The average score on this problem was 65%.
Which of the following expressions evaluate to the same value as part (a)? Select all that apply.
pizza10.merge(notes.reset_index(), on="kind").shape[0]
pizza10.merge(notes, on="kind").shape[0]
notes.merge(pizza10, left_index=True, right_on="kind").shape[0]
notes.merge(pizza10, left_index=True, right_on="store").shape[0]
notes.merge(pizza10.reset_index(), on="kind").shape[0]
Answer:
pizza10.merge(notes.reset_index(), on="kind").shape[0]
and
notes.merge(pizza10, left_index=True, right_on="kind").shape[0]
(select all that apply).
Select:
pizza10.merge(notes.reset_index(), on="kind").shape[0]
— reset_index() puts kind in the columns so
merging on "kind" matches part (a).
notes.merge(pizza10, left_index=True, right_on="kind").shape[0]
— merge notes’s index (kind) to
pizza10’s "kind" column.
Do not select:
pizza10.merge(notes, on="kind") — kind
is the index of notes, not a column; this
merge is not set up correctly.
notes.merge(pizza10, left_index=True, right_on="store")
— wrong join key.
notes.merge(pizza10.reset_index(), on="kind") —
after reset_index() on pizza10, the merge key
is not set up the same way as in the working patterns above (per the
official key, do not select this).
The average score on this problem was 80%.
DoorDash is having a special promotion! This promotion allows Ray to
order four random pizza slices from the pizza DataFrame,
but he only wants to eat the best slices—according to the ratings. He
decides to pick the first two of those random slices and compare their
ratings to the other two slices. He will eat only if the sum of the
ratings of his two slices is greater than the sum of the ratings of the
other two slices.
Fill in the blanks in the code below so that prob_eats
evaluates to an estimate of the probability that Ray gets to eat.
repetitions = 1000
count_eats = 0
for i in np.arange(repetitions):
promo_ratings = np.random.choice(__(a)__, 4, replace=False)

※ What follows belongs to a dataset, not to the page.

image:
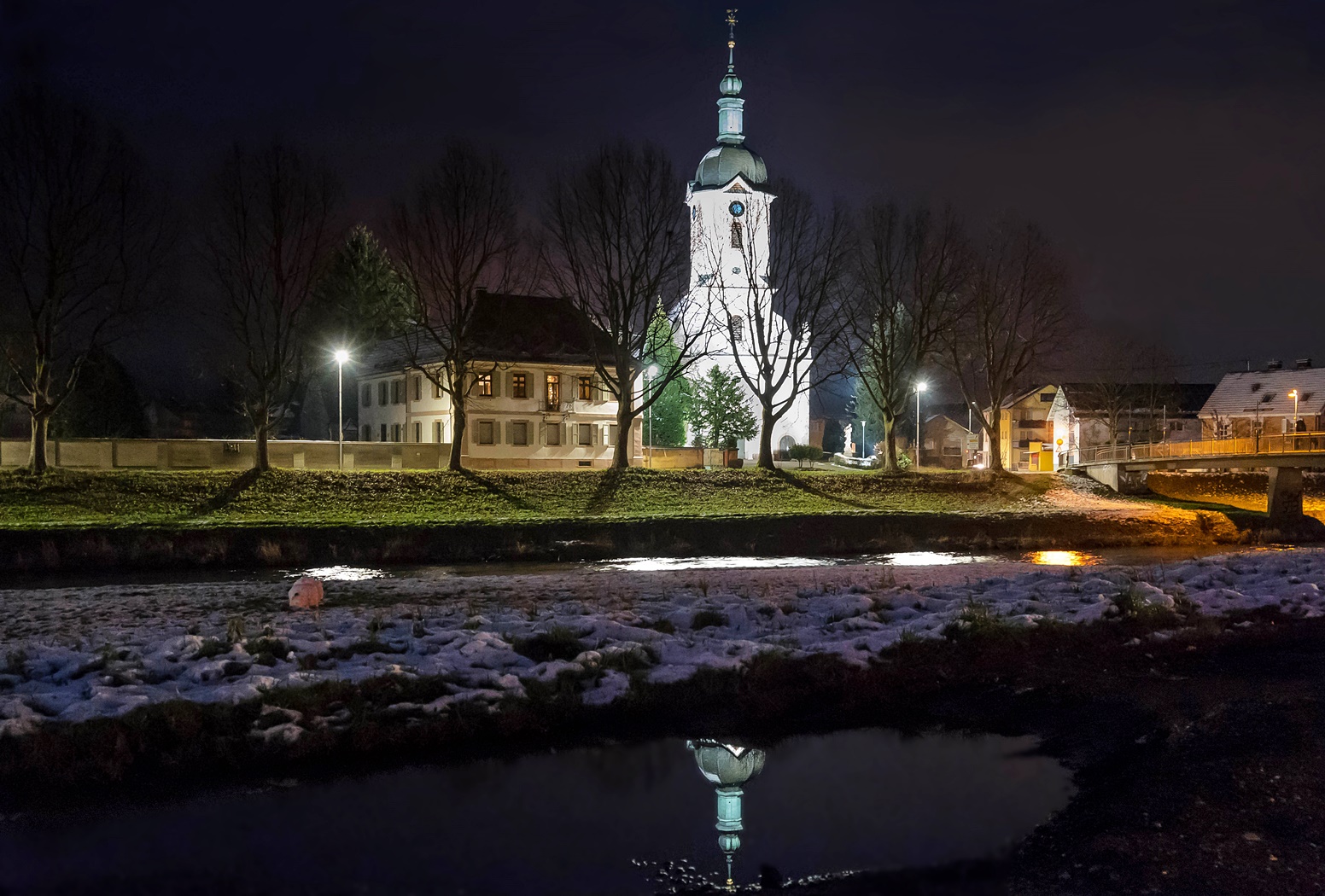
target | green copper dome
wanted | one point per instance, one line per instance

ray_sum_of_ratings = _____(b)_____
other_sum_of_ratings = _____(c)_____
if ray_sum_of_ratings > other_sum_of_ratings:
count_eats = ____(d)____
prob_eats = _____(e)_____
(a)
Answer: pizza.get("rating")
Sample four distinct ratings without replacement (four random slices by rating value).
The average score on this problem was 45%.
(b)
Answer:
promo_ratings[0] + promo_ratings[1]
Sum of the ratings for Ray’s first two sampled values.

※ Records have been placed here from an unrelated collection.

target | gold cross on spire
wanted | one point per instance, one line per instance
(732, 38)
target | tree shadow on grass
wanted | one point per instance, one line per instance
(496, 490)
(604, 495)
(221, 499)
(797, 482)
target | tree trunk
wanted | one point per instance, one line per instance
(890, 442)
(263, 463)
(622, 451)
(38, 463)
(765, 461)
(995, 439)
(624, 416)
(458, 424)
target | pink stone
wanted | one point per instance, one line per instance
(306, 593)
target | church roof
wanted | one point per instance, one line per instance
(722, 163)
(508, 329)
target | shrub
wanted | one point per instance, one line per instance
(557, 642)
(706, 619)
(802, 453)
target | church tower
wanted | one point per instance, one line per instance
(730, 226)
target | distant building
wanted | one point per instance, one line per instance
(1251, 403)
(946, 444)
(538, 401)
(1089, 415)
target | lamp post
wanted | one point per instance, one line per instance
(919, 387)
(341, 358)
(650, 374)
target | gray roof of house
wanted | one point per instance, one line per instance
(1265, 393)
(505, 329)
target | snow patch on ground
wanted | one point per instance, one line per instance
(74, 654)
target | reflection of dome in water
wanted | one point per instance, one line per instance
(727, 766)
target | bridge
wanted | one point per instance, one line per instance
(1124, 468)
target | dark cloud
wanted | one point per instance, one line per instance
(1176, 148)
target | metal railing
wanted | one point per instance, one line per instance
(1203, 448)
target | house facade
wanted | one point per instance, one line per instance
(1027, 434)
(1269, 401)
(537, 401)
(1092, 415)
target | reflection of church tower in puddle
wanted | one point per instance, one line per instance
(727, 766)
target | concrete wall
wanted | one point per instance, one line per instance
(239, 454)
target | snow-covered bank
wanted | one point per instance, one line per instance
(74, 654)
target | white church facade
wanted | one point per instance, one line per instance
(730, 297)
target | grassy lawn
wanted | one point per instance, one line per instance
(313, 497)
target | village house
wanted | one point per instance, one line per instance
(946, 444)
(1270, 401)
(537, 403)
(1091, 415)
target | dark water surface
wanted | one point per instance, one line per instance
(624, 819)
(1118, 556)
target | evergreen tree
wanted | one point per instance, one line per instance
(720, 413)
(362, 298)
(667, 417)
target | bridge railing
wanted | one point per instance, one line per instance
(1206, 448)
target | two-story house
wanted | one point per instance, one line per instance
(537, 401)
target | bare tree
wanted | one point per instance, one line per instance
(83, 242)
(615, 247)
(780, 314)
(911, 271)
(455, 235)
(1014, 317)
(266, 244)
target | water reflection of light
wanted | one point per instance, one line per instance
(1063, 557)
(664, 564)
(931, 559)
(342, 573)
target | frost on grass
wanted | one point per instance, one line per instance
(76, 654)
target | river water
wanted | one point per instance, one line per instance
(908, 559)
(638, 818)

The average score on this problem was 45%.
(c)
Answer:
promo_ratings[2] + promo_ratings[3]
Sum of the ratings for the other two sampled values.
The average score on this problem was 45%.
(d)
Answer: count_eats + 1
So the line reads count_eats = count_eats + 1 when Ray
eats.
The average score on this problem was 77%.
(e)
Answer: count_eats / repetitions
Monte Carlo estimate of the probability.
The average score on this problem was 80%.
Pizza by Peter awards loyalty points: every third slice you purchase from them earns 2^i points, starting from the 1st slice. For example, the 1st, 4th, 7th and 10th slices that a customer purchases each earn 2^i loyalty points where i is 1, 4, 7 and 10 respectively.
Without using the + operator, write a one-line
expression that evaluates to the total loyalty
points from those four slices.
Answer:
(2**(np.arange(1, 12, 3))).sum()
The 1st, 4th, 7th, and 10th slices earn 2^1, 2^4,
2^7, and 2^{10} points. Exponents 1, 4, 7, 10 are every third integer starting
at 1: np.arange(1, 12, 3).
Explanation:
np.arange(1, 12, 3) gives [1, 4, 7, 10];
2** raises 2 to each power; .sum() adds them
(without using binary + in your source).
Alternatives:
np.sum(np.array([2**1, 2**4, 2**7, 2**10])), or
(2**(np.arange(0, 10, 3) + 1)).sum(), etc.
The average score on this problem was 58%.
The management of Pizza by Peter is rebranding. The new name is the output of the following line of code. Write the new name as a string.
(pizza.get("kind").iloc[6].replace("a", "o") + "!").upper()
Answer: "MORGHERITO!"
Explanation:
pizza.get("kind").iloc[6] →
"Margherita"..replace("a", "o") → "Morgherito".+ "!" → "Morgherito!"..upper() →
"MORGHERITO!".
The average score on this problem was 70%.